Question

A $\mathbf{0}\mathbf{.}\mathbf{10}\mathbf{}\mathbf{mm}$wide slit is illuminated by light of wavelength $\mathbf{589}\mathbf{}\mathbf{nm}$. Consider a point P on a viewing screen on which the diffraction pattern of the slit is viewed; the point is at $\mathbf{30}\mathbf{°}$from the central axis of the slit. What is the phase difference between the Huygens wavelets arriving at point P from the top and midpoint of the slit? (Hint: See Eq. $\mathbf{36}\mathbf{-}\mathbf{4}$.)

Short answer

The path difference of diffraction is $85\pi \text{rad}$.

Step-by-step solution

Identification of given data

The wavelength of the light is $\lambda =589\text{nm}$.

The angle of diffraction minima from center of slit is $\theta =30°$.

The width of slit is $d=0.10\text{mm}$.

Concept used

The angle of the diffraction is defined as the angle of central axis from the diffraction minima of different orders.

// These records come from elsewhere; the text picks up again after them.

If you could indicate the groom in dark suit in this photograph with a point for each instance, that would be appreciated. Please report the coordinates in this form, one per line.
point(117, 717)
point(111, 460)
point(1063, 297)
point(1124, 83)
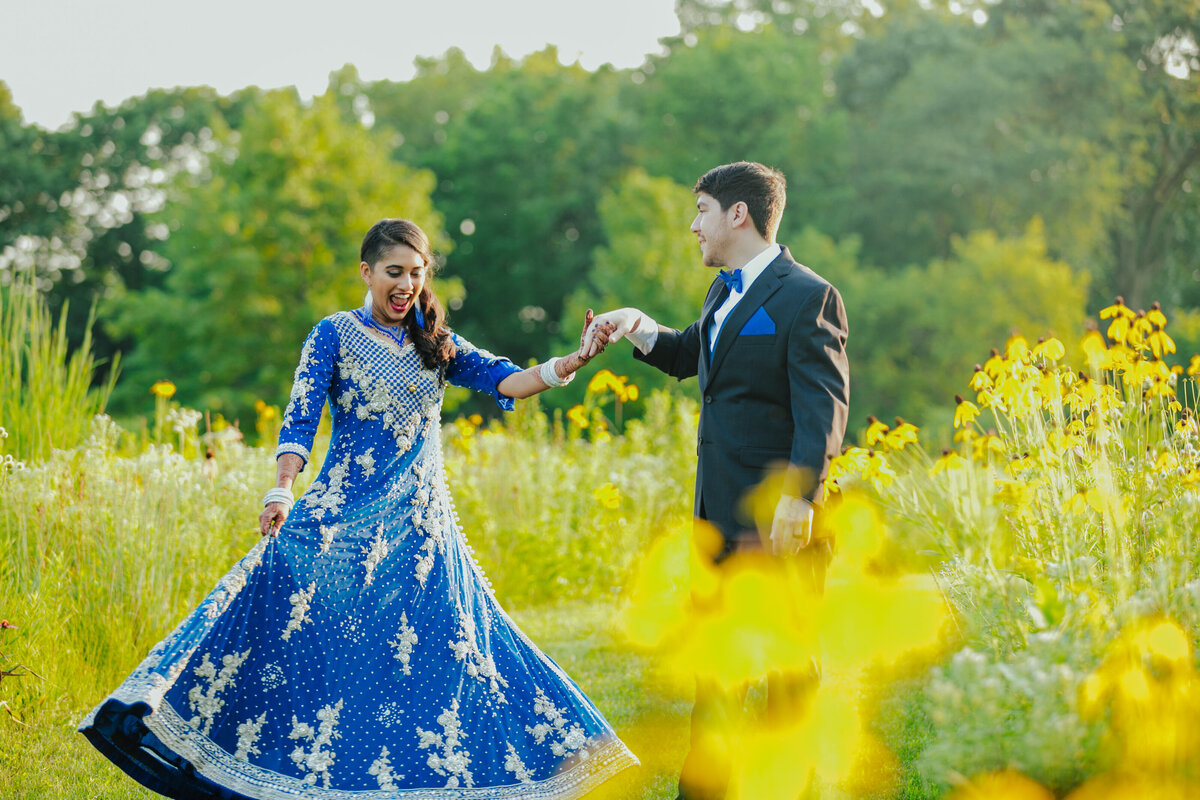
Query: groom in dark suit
point(769, 352)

Determination of path difference

The path difference of diffraction is given as:

$\Delta x=\frac{d}{2}\sin \theta$

Substitute all the values in equation.

$$\begin{gathered} \Delta x=\left(\frac{0.10\text{mm}}{2}\right)\left(\sin 30°\right) \\ \Delta x=0.025\text{mm} \end{gathered}$$

Determination of phase difference

The path difference of diffraction is given as:

$\Delta \varphi =\left(\frac{2\pi }{\lambda }\right)\left(\Delta x\right)$

Substitute all the values in equation.

$$\begin{gathered} \Delta \varphi =\left(\frac{2\pi }{\left(589\text{nm}\right)\left(\frac{{10}^{-9}\text{m}}{1\text{nm}}\right)}\right)\left(0.025\text{mm}\right)\left(\frac{{10}^{-3}\text{m}}{1\text{mm}}\right) \\ \Delta \varphi =85\pi \text{rad} \end{gathered}$$

Therefore, the path difference of diffraction is $85\mathrm{\pi }\mathrm{rad}$.